Judge Who Nixed Moratorium|On Drilling Won’t Recuse Himself

NEW ORLEANS (CN) – The federal judge who barred the Obama administration’s 6-month moratorium on offshore drilling refused to recuse himself. Secretary of the Interior Ken Salazar and several environmental groups claimed that even though U.S. District Judge Martin Feldman had sold some of his energy stock before presiding over the hearing on the moratorium, Feldman “owns and/or recently has owned an interest in several companies that comprise part of the network that supports the Gulf’s oil and gas industry,” and should step down.

     Judge Martin Feldman found the motion for disqualification “without merit.”
     Salazar, the Defenders of Wildlife and others asked Feldman to recuse himself on July 2.
     Joining in the challenge were the Sierra Club, the Florida Wildlife Federation, the Center for Biological Diversity and the Natural Resources Defense Council. They sought recusal “for two distinct and independent reasons.”
     The groups claimed that Feldman’s “financial holdings in various companies involved in oil and gas drilling raise in an objective mind a reasonable question concerning the Court’s impartiality in these proceedings.”

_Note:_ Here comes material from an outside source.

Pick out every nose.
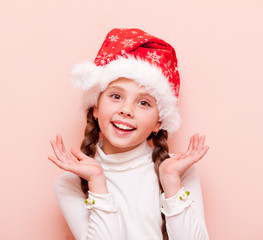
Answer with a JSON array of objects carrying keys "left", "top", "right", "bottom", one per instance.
[{"left": 119, "top": 102, "right": 134, "bottom": 118}]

     “This obligation is not mitigated by the Court’s sale of some of this stock prior to the issuance of the preliminary injunction on June 22, 2010, since, prior to that time the Court must have formed substantive opinions about the case from both the briefs filed by the parties and the hearing on June 21.”
     At the time of the June 22 hearing, Feldman had no direct holdings in stock related to the offshore drilling company Hornbeck Offshore Services, which filed the original lawsuit in May that challenged the moratorium. But Feldman’s 2008 financial disclosure report indicated he had owned stock in Transocean, which owned the Deepwater Horizon rig, and in other companies that could be affected by the moratorium, including Exxon Mobil.

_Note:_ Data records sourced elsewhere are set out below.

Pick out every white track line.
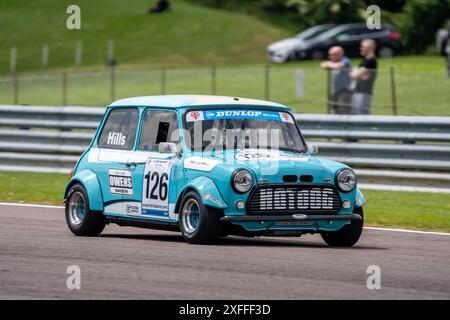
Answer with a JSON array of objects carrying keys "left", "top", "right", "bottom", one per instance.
[
  {"left": 363, "top": 227, "right": 450, "bottom": 236},
  {"left": 358, "top": 183, "right": 450, "bottom": 194},
  {"left": 1, "top": 202, "right": 449, "bottom": 236},
  {"left": 0, "top": 202, "right": 63, "bottom": 209}
]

     Secondly, the motion for disqualification claimed that Feldman could not be impartial about the moratorium as its financial implications would affect him directly, according to his June 21 ruling, in which he stated that the moratorium would cause irreparable harm to the State of Louisiana.

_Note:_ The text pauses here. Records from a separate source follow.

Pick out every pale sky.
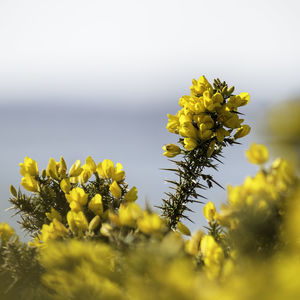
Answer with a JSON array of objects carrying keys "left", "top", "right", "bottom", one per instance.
[{"left": 0, "top": 0, "right": 299, "bottom": 105}]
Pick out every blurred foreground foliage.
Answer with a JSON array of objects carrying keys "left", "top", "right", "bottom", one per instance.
[{"left": 1, "top": 77, "right": 299, "bottom": 299}]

     “To rule that the moratorium would injure irreparably a network in which the Court was financially invested creates an impermissible appearance of partiality in the mind of a reasonable observer, which is enough to trigger the duty to recuse,” the motion for recusal states. “Furthermore, the Court’s interests are not remote, contingent, or speculative; they are direct, explicit, and certain.”
     The environmental groups wrote that disqualification is required by law if there is “a financial interest in the subject matter of the controversy or if there could be a substantial effect on the interest. Both of these standards are met here.” (Emphasis in original.)
     The Interior Department imposed a moratorium on drilling, saying it was necessary because of uncertainties of the cause of the April 20 explosion and blowout of BP’s Macondo well, the shortage of response equipment and the need for stronger drilling regulations.
     Judge Feldman overturned the moratorium June 22, finding that it was arbitrary and would disastrously affect the economy in Louisiana and other Gulf states.
     After the White House appealed, the case went to the 5th Circuit in New Orleans, which refused to stay the moratorium. The 5th Circuit found that the administration had failed to show how it would be irreparably harmed if a stay were not granted. It also ruled that said the United States had “made no showing that there is any likelihood that drilling activities will be resumed pending appeal.”
     On July 12, the Interior Department issued revised rules for the 6-month drilling moratorium.
     On July 16, Judge Feldman ruled that the “Motion for Disqualification is without merit” and “is denied.”
     Critics of the moratorium – both the original and revised version – cited BP’s disastrous history of safety violations, the fact that the company was drilling 2,000 feet deeper than its permit allowed at the time of the explosion, and a litany of other allegations of permit abuse. They pointed out that the government had stringent regulations about deepwater drilling, but didn’t bother to enforce them.